Opinion / Op-Ed Contributors

Not going against the grain

By Shi Xia (China Daily) Updated: 2014-03-04 08:11

Food security is not only about having enough food to feed all the people in China but also about ensuring that the food is safe

Even in a year of excellent harvest, China faces a food shortage. Although crop output has continuously increased in the past decade and the overall grain production in 2013 broke the 600-million-ton mark for the first time, it is no easy task for China to become self-sufficient in food grains.

With the rapid increase in population and consumption, the gap between demand for and supply of food has been widening. In 2012, China's self-sufficiency rate in food dropped below 90 percent, and net imports of three major crops (wheat, corn and rice) became a normal phenomenon.

Given the ever-increasing prices of grains, China's food security is now directly related to its national security and sovereignty. In fact, to illustrate the central government's understanding of food security, the Central Rural Work Conference said: "Chinese people's bowls should be tightly held in their own hands, and the bowls should be filled with Chinese crops. Only if a country is self-sufficient in food production can it ... (ensure) food security and further grasp the overall situation of social and economic development."

Food security refers not only to enough food to feed the entire population, but also to food safety. Food security focuses on the capacity to supply food in the short as well as long terms. Therefore, to ensure food security, the authorities have to have a better understanding of food safety and accord it the needed importance.

China faces great challenges in terms of food security. First, agriculture has become less profitable forcing many farmers to look to other fields to earn a living. Agriculture's economic scale is comparatively low in China. In 2012, for instance, the per capita net income of Chinese farmers was 7,917 yuan ($1,306), and only 26.6 percent of it came from agriculture. And in 2013, farmers earned 45.8 percent of their overall income from nonfarming activities. So farming-being a drain on the young workforce in rural areas-is carried out mostly by elderly people and women.

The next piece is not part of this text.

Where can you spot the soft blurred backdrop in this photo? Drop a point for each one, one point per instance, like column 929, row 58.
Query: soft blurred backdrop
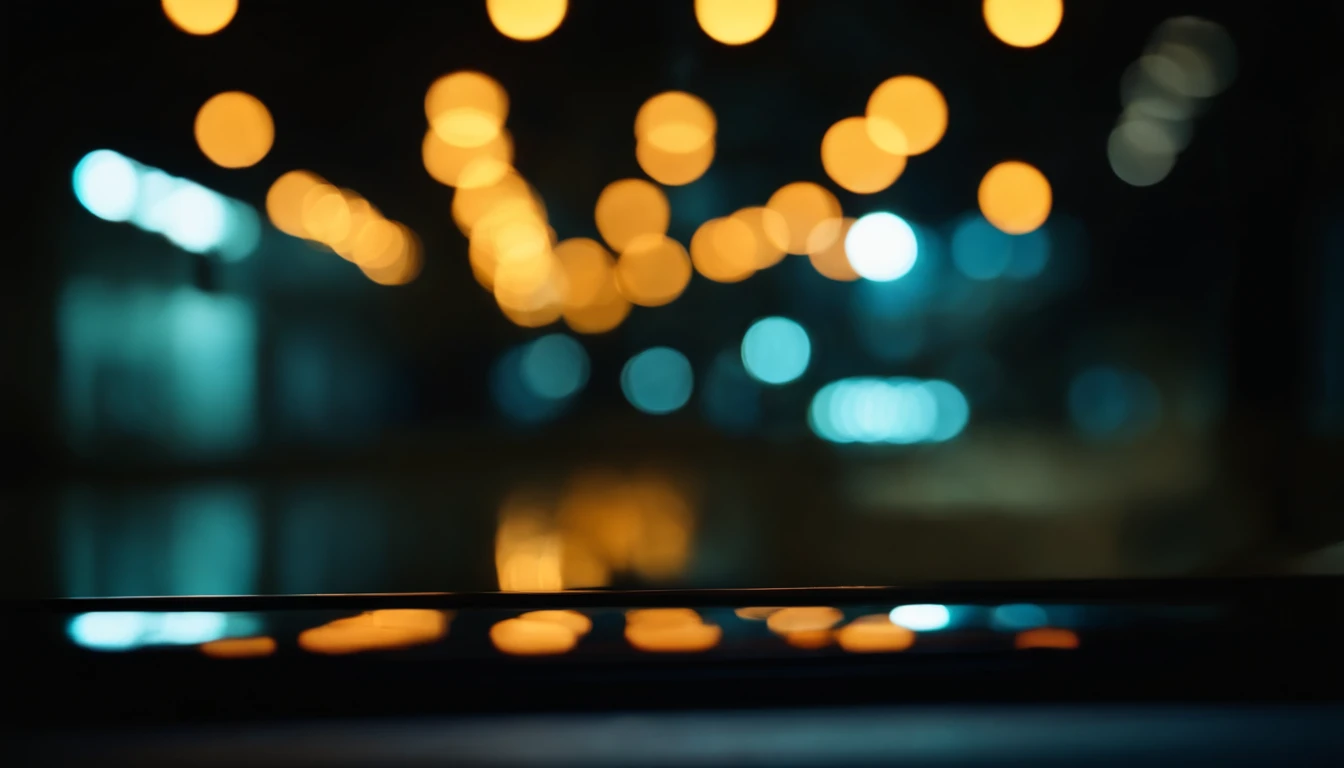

Second, rapid industrialization and urbanization have eaten into good agricultural land and caused soil pollution. Ministry of Land and Resources data show that from 1998 to 2011, China's agricultural land decreased by about 8 million hectares, with the total farmed area almost dropping to the "red line" of 120 million hectares. This is not a healthy development, especially as there are already reports on farmland being polluted by heavy metals.